The Adventures of Tintin, Volume 2: Tintin in the Congo (Hardcover)

Customer Review

Just a little history if you please ... 1930, Congo was an Eldorado for Belgium. This African territory eighty times larger than the colonizing country had an extremely rich subsoil. At that time, the area lacked manpower. Hergé had to advertise for this occupied country. The story began June 5, 1930 in The Little Twentieth and ended June 11, 1931. The album was first published by Editions du Petit Twentieth then he was taken later by Casterman Editions which assured the publication of the Adventures of Tintin exclusively.
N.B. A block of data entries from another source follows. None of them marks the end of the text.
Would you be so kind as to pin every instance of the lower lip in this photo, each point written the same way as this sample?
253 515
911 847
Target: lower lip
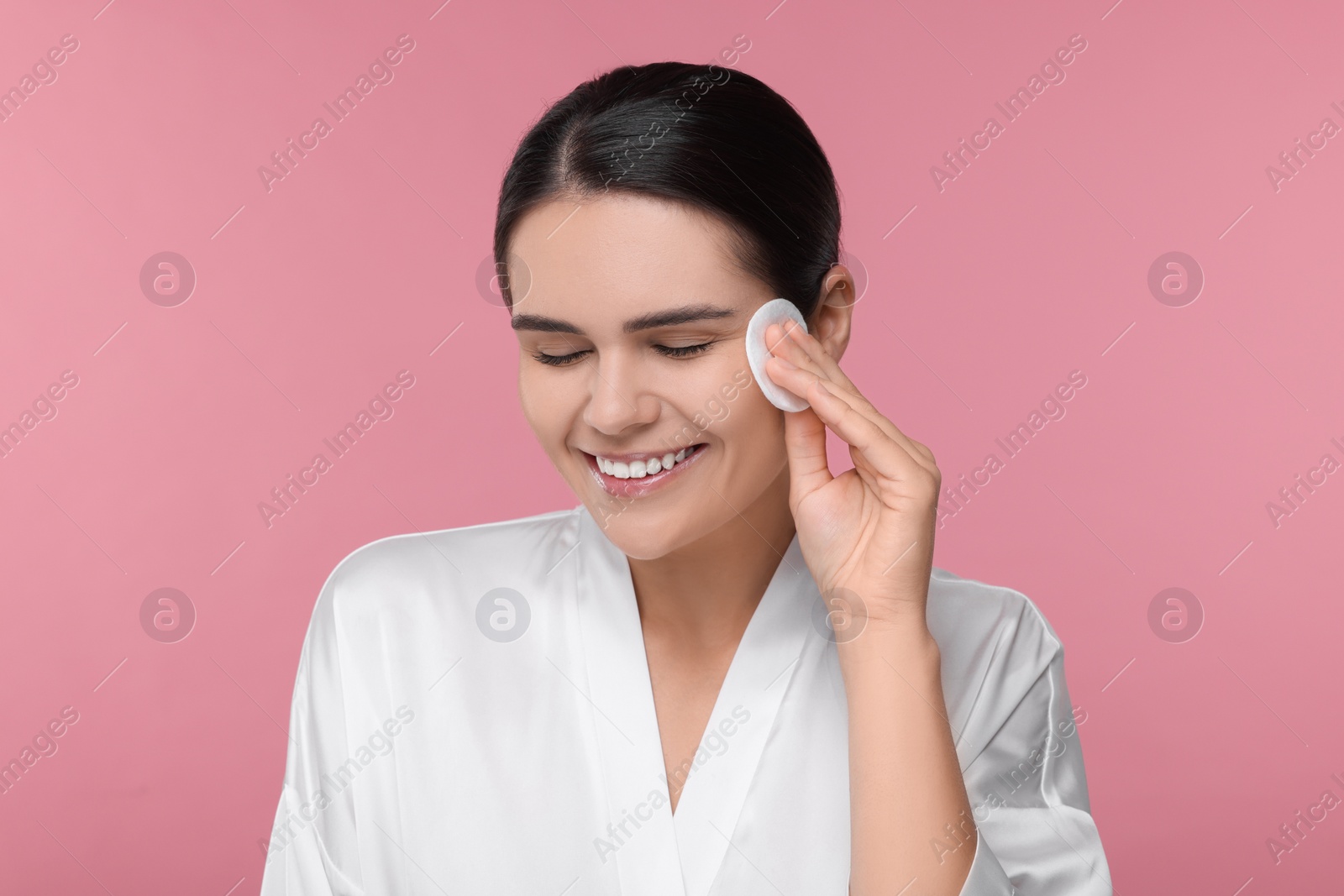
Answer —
642 486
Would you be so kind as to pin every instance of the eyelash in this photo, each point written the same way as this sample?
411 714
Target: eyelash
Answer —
669 351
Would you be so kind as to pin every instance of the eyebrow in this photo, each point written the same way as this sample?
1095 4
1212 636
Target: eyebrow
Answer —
669 317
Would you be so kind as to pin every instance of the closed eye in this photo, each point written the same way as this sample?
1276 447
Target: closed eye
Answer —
667 351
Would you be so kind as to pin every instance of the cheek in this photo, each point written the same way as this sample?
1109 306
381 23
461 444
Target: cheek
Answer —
543 405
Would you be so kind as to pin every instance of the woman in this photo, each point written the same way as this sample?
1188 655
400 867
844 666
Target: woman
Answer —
725 671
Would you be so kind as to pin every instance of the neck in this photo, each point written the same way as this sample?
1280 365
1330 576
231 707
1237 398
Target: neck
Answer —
703 594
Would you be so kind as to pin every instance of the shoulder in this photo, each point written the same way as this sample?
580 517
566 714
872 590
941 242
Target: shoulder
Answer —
969 617
996 645
394 573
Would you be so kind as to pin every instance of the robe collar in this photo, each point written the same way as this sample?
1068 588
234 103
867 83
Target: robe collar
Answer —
656 852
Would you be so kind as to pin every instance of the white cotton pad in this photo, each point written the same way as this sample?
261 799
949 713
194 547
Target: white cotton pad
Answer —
777 311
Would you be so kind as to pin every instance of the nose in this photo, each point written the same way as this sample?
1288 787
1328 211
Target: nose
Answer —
618 396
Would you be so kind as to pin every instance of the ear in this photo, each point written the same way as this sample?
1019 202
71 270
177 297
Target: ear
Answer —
831 320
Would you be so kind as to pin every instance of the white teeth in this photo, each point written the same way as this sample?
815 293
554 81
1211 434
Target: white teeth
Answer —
638 469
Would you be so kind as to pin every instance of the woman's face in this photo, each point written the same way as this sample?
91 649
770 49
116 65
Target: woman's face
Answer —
638 315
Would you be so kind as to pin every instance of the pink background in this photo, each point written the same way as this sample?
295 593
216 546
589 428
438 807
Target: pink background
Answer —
309 297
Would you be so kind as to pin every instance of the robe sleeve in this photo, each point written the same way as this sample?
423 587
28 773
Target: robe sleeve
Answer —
1028 793
313 848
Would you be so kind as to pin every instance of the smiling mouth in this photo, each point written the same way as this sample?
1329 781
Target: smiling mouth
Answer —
620 479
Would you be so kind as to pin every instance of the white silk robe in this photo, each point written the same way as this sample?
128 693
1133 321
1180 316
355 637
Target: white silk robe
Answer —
449 738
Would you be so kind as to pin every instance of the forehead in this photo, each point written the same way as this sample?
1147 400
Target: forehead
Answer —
618 255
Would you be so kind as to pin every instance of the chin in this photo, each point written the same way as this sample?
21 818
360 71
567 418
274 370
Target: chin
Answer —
645 535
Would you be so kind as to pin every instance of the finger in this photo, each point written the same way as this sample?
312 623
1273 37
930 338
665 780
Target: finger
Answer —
806 443
879 450
810 355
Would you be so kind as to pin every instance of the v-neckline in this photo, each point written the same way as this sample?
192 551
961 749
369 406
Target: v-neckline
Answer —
679 853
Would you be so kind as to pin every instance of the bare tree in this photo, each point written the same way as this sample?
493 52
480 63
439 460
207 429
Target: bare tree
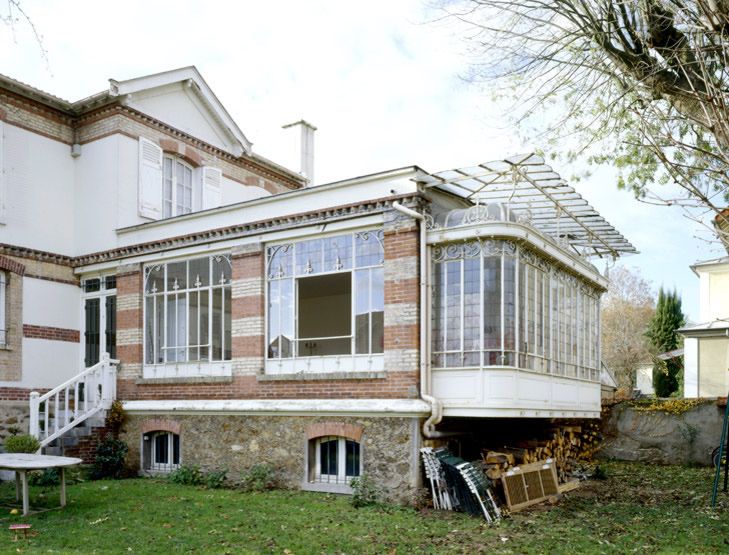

For the resumption of the album in 1946, Hergé redrew adventure. He then put the color in the reduced 110 pages and 62 boards changed the colonialist ideology of the album. Thus, the geographical and historical lesson Tintin overlooked "Your homeland, Belgium" found himself replaced by a math lesson. Hergé also redrew almost all images, affina sets, gave back the clarity and cutting dialogues altered to make them more vivid. Hergé later claimed that the creation of Tintin in the Congo, as for Tintin in the Land of the Soviets, he lived in a prejudiced environment. This is also the feature of Tintin in the Congo: The album is filled with stereotypes of vision of Congo by Europeans at that time.